---
title: "What Is Prompt Caching?"
description: "Prompt caching stores the processed prefix of a prompt so repeated requests reuse it, cutting cost and latency. Cache reads can be about 90 percent cheaper."
type: "glossary"
locale: "en"
term: "Prompt Caching"
canonical: "https://agenticschool.dev/glossary/prompt-caching"
dateModified: "2026-06-13"
---

# What Is Prompt Caching?

- Definition: Prompt Caching
- Updated: 2026-06-13
- Keywords: prompt caching, what is prompt caching, prompt caching cost, claude prompt caching, cache breakpoint
- Canonical URL: https://agenticschool.dev/glossary/prompt-caching
- Locale: en

> Prompt caching stores the processed prefix of a prompt so repeated requests reuse it, cutting cost and latency. Cache reads can be about 90 percent cheaper.

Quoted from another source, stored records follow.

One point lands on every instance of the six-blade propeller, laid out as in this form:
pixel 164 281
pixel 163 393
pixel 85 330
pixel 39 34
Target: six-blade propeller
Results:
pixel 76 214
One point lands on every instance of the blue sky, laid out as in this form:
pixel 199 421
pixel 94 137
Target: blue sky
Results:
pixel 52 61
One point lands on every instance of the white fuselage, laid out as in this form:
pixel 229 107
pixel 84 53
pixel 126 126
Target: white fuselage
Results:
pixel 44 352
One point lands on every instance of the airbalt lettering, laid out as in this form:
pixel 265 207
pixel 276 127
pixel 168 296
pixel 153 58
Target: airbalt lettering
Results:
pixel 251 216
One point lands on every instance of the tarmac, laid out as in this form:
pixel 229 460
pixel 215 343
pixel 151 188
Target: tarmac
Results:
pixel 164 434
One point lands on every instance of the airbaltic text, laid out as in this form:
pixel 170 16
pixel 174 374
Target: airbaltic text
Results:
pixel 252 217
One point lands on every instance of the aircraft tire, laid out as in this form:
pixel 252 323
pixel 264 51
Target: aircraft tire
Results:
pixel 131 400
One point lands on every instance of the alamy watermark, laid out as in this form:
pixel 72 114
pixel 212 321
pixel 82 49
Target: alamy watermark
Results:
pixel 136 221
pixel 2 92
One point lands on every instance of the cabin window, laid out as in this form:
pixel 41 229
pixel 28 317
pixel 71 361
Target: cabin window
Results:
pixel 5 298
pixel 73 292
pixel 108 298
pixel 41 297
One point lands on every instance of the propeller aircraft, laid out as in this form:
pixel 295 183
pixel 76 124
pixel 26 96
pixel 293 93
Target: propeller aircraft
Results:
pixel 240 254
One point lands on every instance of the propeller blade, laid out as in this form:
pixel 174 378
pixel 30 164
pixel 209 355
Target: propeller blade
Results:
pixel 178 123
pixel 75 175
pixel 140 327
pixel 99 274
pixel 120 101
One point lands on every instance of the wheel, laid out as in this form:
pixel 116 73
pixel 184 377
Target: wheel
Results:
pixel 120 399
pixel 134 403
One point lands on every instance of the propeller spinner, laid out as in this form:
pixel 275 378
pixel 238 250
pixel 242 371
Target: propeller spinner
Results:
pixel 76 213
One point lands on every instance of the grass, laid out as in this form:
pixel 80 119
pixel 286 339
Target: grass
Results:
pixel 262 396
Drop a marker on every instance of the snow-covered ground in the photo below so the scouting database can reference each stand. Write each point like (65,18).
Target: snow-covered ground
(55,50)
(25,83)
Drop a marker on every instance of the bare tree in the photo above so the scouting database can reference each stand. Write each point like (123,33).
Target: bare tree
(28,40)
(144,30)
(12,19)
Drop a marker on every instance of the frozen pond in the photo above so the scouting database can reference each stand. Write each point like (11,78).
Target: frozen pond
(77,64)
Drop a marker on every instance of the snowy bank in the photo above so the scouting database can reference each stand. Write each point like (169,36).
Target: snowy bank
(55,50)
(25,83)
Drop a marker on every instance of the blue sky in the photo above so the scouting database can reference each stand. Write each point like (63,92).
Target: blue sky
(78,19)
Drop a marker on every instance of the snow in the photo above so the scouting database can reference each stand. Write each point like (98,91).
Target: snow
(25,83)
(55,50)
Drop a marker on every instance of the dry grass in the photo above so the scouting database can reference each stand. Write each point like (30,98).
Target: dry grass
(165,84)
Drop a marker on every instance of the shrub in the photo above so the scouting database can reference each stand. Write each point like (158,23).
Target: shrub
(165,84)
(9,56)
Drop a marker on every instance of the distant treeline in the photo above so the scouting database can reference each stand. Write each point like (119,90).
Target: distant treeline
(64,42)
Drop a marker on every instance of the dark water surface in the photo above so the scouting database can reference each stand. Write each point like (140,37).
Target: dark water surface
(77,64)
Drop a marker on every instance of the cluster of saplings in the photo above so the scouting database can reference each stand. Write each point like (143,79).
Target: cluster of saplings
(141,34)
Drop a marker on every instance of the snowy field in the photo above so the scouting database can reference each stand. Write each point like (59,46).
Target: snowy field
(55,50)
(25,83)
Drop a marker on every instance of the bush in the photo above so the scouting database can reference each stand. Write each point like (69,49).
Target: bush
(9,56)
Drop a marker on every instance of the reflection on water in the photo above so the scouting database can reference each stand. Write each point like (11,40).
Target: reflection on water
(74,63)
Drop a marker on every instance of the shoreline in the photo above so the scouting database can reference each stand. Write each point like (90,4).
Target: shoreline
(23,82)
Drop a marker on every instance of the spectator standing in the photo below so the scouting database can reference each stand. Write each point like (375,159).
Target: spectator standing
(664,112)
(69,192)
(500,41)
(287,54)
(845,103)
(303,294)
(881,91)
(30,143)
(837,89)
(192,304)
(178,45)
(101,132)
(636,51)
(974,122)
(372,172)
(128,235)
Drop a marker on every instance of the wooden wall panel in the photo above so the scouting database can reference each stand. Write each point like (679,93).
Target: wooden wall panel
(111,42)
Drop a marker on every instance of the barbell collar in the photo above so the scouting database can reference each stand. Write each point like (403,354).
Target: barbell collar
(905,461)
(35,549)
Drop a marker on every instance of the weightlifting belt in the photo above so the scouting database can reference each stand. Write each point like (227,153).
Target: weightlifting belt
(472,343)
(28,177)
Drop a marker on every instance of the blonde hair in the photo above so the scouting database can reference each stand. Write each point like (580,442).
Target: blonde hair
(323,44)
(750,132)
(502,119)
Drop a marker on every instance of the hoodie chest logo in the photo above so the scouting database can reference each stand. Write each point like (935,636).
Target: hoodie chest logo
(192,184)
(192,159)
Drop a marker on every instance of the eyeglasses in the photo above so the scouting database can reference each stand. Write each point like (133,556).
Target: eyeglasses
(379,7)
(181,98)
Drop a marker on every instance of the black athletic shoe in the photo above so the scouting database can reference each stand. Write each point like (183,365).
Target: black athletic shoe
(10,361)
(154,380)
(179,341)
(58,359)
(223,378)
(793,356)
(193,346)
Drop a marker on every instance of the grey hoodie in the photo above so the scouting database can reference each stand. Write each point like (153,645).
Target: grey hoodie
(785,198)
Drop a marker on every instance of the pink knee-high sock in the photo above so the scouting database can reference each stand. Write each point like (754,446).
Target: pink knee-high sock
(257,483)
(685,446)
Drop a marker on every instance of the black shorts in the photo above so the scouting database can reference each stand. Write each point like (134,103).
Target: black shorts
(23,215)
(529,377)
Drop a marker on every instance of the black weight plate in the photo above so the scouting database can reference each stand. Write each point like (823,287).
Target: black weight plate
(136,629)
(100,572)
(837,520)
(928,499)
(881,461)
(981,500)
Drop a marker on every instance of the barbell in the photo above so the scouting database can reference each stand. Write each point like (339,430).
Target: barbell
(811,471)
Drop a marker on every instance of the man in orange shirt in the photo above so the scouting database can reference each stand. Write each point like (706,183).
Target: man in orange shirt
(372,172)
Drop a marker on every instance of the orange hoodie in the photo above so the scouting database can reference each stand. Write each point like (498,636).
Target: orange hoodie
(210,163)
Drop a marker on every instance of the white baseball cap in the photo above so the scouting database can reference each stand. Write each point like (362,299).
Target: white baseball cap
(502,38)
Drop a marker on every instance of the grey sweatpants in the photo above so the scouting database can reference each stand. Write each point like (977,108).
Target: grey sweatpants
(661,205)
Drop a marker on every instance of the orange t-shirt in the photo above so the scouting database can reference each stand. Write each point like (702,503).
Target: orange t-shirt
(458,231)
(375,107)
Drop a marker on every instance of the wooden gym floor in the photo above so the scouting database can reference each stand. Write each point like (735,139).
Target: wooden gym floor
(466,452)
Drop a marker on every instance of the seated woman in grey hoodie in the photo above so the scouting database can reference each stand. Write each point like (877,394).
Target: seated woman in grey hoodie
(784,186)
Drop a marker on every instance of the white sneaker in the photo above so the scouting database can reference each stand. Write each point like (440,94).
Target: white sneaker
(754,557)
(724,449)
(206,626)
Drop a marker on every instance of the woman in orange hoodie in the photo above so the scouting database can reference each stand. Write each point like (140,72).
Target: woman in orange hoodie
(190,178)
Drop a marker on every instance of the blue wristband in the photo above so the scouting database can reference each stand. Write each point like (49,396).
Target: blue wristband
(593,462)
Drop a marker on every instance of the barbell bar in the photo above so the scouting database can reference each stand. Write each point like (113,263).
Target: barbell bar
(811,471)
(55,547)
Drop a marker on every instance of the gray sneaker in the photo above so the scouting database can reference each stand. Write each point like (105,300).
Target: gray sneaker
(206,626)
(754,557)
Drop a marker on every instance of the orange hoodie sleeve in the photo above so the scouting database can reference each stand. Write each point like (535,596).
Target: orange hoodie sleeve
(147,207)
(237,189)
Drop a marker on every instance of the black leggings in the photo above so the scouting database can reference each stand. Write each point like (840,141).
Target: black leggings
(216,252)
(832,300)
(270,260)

Prompt caching is a feature that stores the processed state of a repeated part of your prompt so later requests can reuse it instead of paying to process it again. When many requests share the same long prefix - a big system prompt, tool definitions, or a document you keep asking about - caching lets the model skip recomputing that prefix, which cuts both cost and latency. On the Claude API, for example, a cache read costs about a tenth of normal input price, a roughly 90 percent discount on the cached portion.

## How prompt caching works

You mark a point in your prompt as a cache breakpoint. The provider stores the encoded state of everything up to that point, and the next request that begins with the exact same bytes reads from the cache rather than recomputing. The match must be exact: if even one token in the prefix differs, you get a cache miss and pay the full price. The order matters too, since the prompt is hashed as tools, then system prompt, then messages.

- Put the stable, repeated content first (tools, system prompt, long documents).
- Mark a cache breakpoint after it; the prefix up to there gets cached.
- A later request with the identical prefix reads the cache cheaply.

## What it costs and saves

There is a small premium to write the cache and a large saving to read it. On the Claude API a cache write costs about 1.25x normal input for a 5 minute lifetime (or 2x for a 1 hour lifetime), while a cache read costs about 0.1x input, a roughly 90 percent saving. The cache is ephemeral with a short time-to-live that resets on each read, so a busy conversation keeps its cache warm without paying the write cost again.

## When to use it

Prompt caching pays off whenever you reuse a large, stable prefix across many calls: a long system prompt, a fixed set of tool definitions, a knowledge document, or a multi-turn chat where the early context stays the same. It does not help one-off prompts that never repeat. Because the saving applies only to the unchanged prefix, structure your prompts so the constant parts come first and the variable parts come last.

## FAQ

### What is prompt caching?

It is a feature that stores the processed prefix of a prompt so repeated requests reuse it instead of reprocessing it. This lowers cost and latency, with cache reads on the Claude API costing about 90 percent less than normal input.

### How much does prompt caching save?

On the Claude API a cache read costs roughly a tenth of normal input price, about a 90 percent discount on the cached portion. Writing the cache costs a small premium (around 1.25x input for a 5 minute lifetime), which the reads quickly repay.

### When should I use prompt caching?

Use it when many requests share a large, identical prefix, such as a long system prompt, fixed tool definitions, a reference document, or the stable early turns of a conversation. It does not help unique, one-off prompts.

### Why did my cache not hit?

Usually because the prefix changed. The match is exact: if even one token before the breakpoint differs, or the lifetime expired, you get a miss and pay full price. Keep the cached prefix byte-for-byte identical and put variable content after it.